Durham Sports Commission

This article is a story about the Bulls and the bees. The Durham Bulls, the Tampa Bay Rays’ Triple-A affiliate, have been described by Forbes as “likely the single-most famous MiLB team in the world.” The Durham Bulls, who played their first game 120 years ago, certainly have been around for a while, but the team became well known internationally because of its lead role in one of the best all-time sports movies, “Bull Durham.”  

The club currently ranks among the most successful minor league franchises. On the field, the Durham Bulls were chosen as the best minor league team in 2021 by MLB.com’s experts and by baseball fans

Meanwhile, sustainability fans undoubtedly cheered when the franchise created a pollinator garden at its stadium, Durham Bulls Athletic Park (DBAP). In partnership with BASF Agricultural Solutions North America and Durham-based semiconductor company Cree|Wolfspeed, the Bulls opened this pollination sanctuary in 2020. “We hope partnerships like these can continue to shed light on the vital role pollinators play in our food supply chain and ecosystem,” explained Paul Rea, senior vice president of BASF Agricultural Solutions North America, when the garden was announced. 

Photo Courtesy milb

DBAP’s pollination garden contains a selection of annual and perennial pollinator plants. They increase the availability of food sources for the local population of pollinators, like honeybees and monarch butterflies, benefiting the beetles, moths, and birds inhabiting the area. 

“We know the importance of building these spaces in urban settings and are delighted to play a role in the sustainability of our local environment and in the education of the community,” stated Mike Birling, Durham Bulls vice president of baseball operations. DBAP’s garden joins several other pollination gardens and beehives in the Durham area. 

These gardens play a pivotal role in the global food supply chain because over a third of the world’s food crops rely on pollination.

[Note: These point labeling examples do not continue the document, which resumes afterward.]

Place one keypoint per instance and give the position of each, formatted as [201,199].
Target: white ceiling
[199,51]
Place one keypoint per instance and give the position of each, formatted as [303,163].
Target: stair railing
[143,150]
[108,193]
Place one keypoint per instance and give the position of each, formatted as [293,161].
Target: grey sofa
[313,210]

Promoting it also benefits the Earth’s ecosystem since wild flowering plants create oxygen that decreases carbon dioxide in the atmosphere, inhibits soil erosion, purifies water, and helps to return moisture to the air following rains.

Photo Courtesy Nikki Son

This garden is not the Bulls’ sole food chain-related initiative. The club has been bullish on combating food waste too. Inside the ballpark, a bright neon sign proclaims: “We divert food waste from our kitchens to composting plants versus landfills.” The team typically composts between 10,000–14,000 pounds of food waste each month because, as Dave Levey, the Bulls’ food and beverage director, said, “it is the right thing to do.” Furthermore, the popcorn bags bear a message stating they are made of eco-friendly, 100% biodegradable Eco Select paper.

The Durham Bulls also teamed with The North Carolina Central University Department of Athletics as well as  Blue Cross and Blue Shield of North Carolina for an outreach program that delivered lunches for youths at the Boys & Girls Clubs of Durham and Orange Counties. In 2020, this six-week program provided more than 2,000 lunches and saved staff around three hours daily on meal preparation, allowing them to spend more time with the children. 

Additionally, the team was a central participant in GoTriangle’s Bike to the Ballpark events. This civic-minded game promotion presented goodies and prizes to those who biked to the game and provided free bike-locking stations and bicycle inspections.

“We love encouraging people to get out and bike more,” Nick Bavin, the Bulls’ then-sponsorship account executive, explained in 2017. “And it helps us out if people choose to use public transportation or bikes a little more, and it helps them out as well to get them out of their cars.”

Photo Courtesy GoTriangle

The Bulls run numerous community outreach programs aimed at youngsters. “Our flagship community programs focus on improving the lives of children in our community,” stated the Durham Bulls’ Birling. Over 500 boys and girls between the ages of 5–12 participate in the Durham Bulls Youth Athletic League, which offers free recreational baseball to Durham’s  youngest community members. 

The Durham Bulls’ coed Explorer Post 50 program gives teens ages 14–20 a hands-on educational experience in TV broadcasting. Participants work the live television broadcasts of all Bulls games at DBAP. The team and Durham’s Couch Oil Company are also partners in a program that annually awards $1,000 scholarships to six deserving students accepted into a community or four-year college and who live in the 16 Durham area counties. 

It’s great that the Bulls are so well known and that they won 2021’s Triple-A championship. However, it is the things the team does, from nurturing kids’ interests to helping butterflies survive, that positively impact its hometown community.